November 14, 2013 / 7:41 AM / 4 years ago

WRAPUP 4-With France stalling, euro zone recovery comes to near halt

6 Min Read

* Pace of euro zone recovery slows more than expected
    * French economy shrinks, undercuts forecasts
    * OECD warns of economic reform inertia
    * German growth slows, exports hit
    * Spain pulled out of recession
    * Italian recession continues, may grow in Q4

    By Leigh Thomas and Martin Santa
    BRUSSELS/PARIS, Nov 14 (Reuters) - The euro zone economy all
but stagnated in the third quarter of the year with France's
recovery fizzling out and growth in Germany slowing.
    The 9.5 trillion euro economy pulled out of its longest
recession in the previous quarter but record unemployment, lack
of consumer confidence and anaemic bank lending continue to
prevent a more solid rebound.
    In the three months to September, the combined economy of
the 17 countries sharing the euro grew by a slower than expected
0.1 percent. In the previous quarter it rose 0.3 percent - the
first expansion in 18 months.
    The euro fell to a session low in response. 
    The French economy contracted by 0.1 percent, snuffing out
signs of revival in the previous three months. It had been
expected to post quarterly growth of 0.1 percent and has now
shrunk in three of the last four quarters.
    German growth slowed to 0.3 percent, from a robust 0.7 in
the second quarter, but Europe's largest economy clearly remains
in much better shape.
    France is becoming a focus for concern within the currency
bloc.
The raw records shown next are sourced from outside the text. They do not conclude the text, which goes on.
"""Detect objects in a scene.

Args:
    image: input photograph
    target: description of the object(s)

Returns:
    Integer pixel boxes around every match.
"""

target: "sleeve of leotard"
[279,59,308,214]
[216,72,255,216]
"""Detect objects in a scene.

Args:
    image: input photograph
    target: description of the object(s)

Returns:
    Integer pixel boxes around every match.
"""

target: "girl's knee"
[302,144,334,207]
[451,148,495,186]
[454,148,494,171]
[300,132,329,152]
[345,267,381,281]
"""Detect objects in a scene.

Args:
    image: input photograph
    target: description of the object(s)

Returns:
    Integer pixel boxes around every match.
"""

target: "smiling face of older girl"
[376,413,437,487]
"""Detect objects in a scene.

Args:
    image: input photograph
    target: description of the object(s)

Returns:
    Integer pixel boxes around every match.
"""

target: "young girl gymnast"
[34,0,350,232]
The Bank of France predicts the economy will expand by 0.4
percent in the last quarter of the year but the government's
labour and pension reforms are widely viewed as too timid.
    A report on French competitiveness by the Paris-based
Organisation for Economic Cooperation and Development warned
that it is falling behind southern European countries that have
cut labour costs and become leaner and meaner. 
    "To reduce the economic lag and lost time, France needs to
keep up structural reforms," OECD chief Angel Gurria said.
    The report will be hard for the government to ignore since
it was commissioned by President Francois Hollande.
    German growth was fuelled by domestic demand. Exports
faltered, another indication of the malaise gripping the rest of
the euro zone.
    "ECB interest rates are far too low for Germany. Germany
will probably grow significantly more strongly than the euro
zone," said Joerg Kraemer, chief economist at Commerzbank.
"Early indicators point to similar growth in the fourth
    The European Commission forecasts the currency area will
shrink by 0.4 percent over 2013 as a whole before growing by a
modest 1.1 percent in 2014.
    However, with unemployment in the bloc running above 12
percent and one in two young people out of work in Greece and
Spain, talk of recovery rings hollow.
    Compounding the French gloom, private sector payroll data
showed some 17,000 jobs were destroyed in the third quarter,
while inflation slowed in October to 0.7 percent, the weakest
level in four years, when France was emerging from a deep

    Italy matched France's performance, shrinking by 0.1
percent. The Netherlands eked out 0.1 percent growth.
    A senior Italian official told Reuters this week that the
euro zone's third largest economy would return to growth in the
last three months of the year, expanding by as much as 0.5
percent and ending nine quarters of slippage. 
    Spain reported last month that it had pulled clear of
recession in the third quarter, albeit with quarterly growth of
just 0.1 percent, putting an end to a recession stretching back
to early 2011. 
    Portugal is still struggling with austerity as part of its
bailout plan yet managed to grow by 0.2 percent in the third
quarter following stunning 1.1 percent expansion in Q2. Unlike
other embattled euro zone states, unemployment has started to
fall there too. 
    Cyprus, still in the midst of an austerity programme in
return for being bailed out, contracted by 0.8 percent on the
quarter while Greece's deep recession eased a little.
    Doubts about an unsteady Italian coalition government's
ability to push through economic reforms remain a major concern
for the euro zone. But France is climbing the worry list fast.
    Both Spain and Portugal have had the outlook on their credit
ratings raised to stable in recent days while Standard & Poor's
cut France's rating to AA from AA+, still well above its Iberian
neighbours but narrowing the gap.
    The European Central Bank surprised markets with an interest
rate cut last week, although that was more to do with
evaporating inflation.
    "The sluggish growth outlook implies that disinflationary
forces will likely remain in place for the time being. Against
this backdrop, further monetary easing by the ECB certainly
cannot be excluded, said Martin van Vliet, an economist at ING.
    On Wednesday, ECB chief economist Peter Praet raised the
prospect of the bank starting outright asset purchases if things
got too bad. Bundesbank chief Jens Weidmann took the opposite
tack, saying rates should not stay at record lows for too long.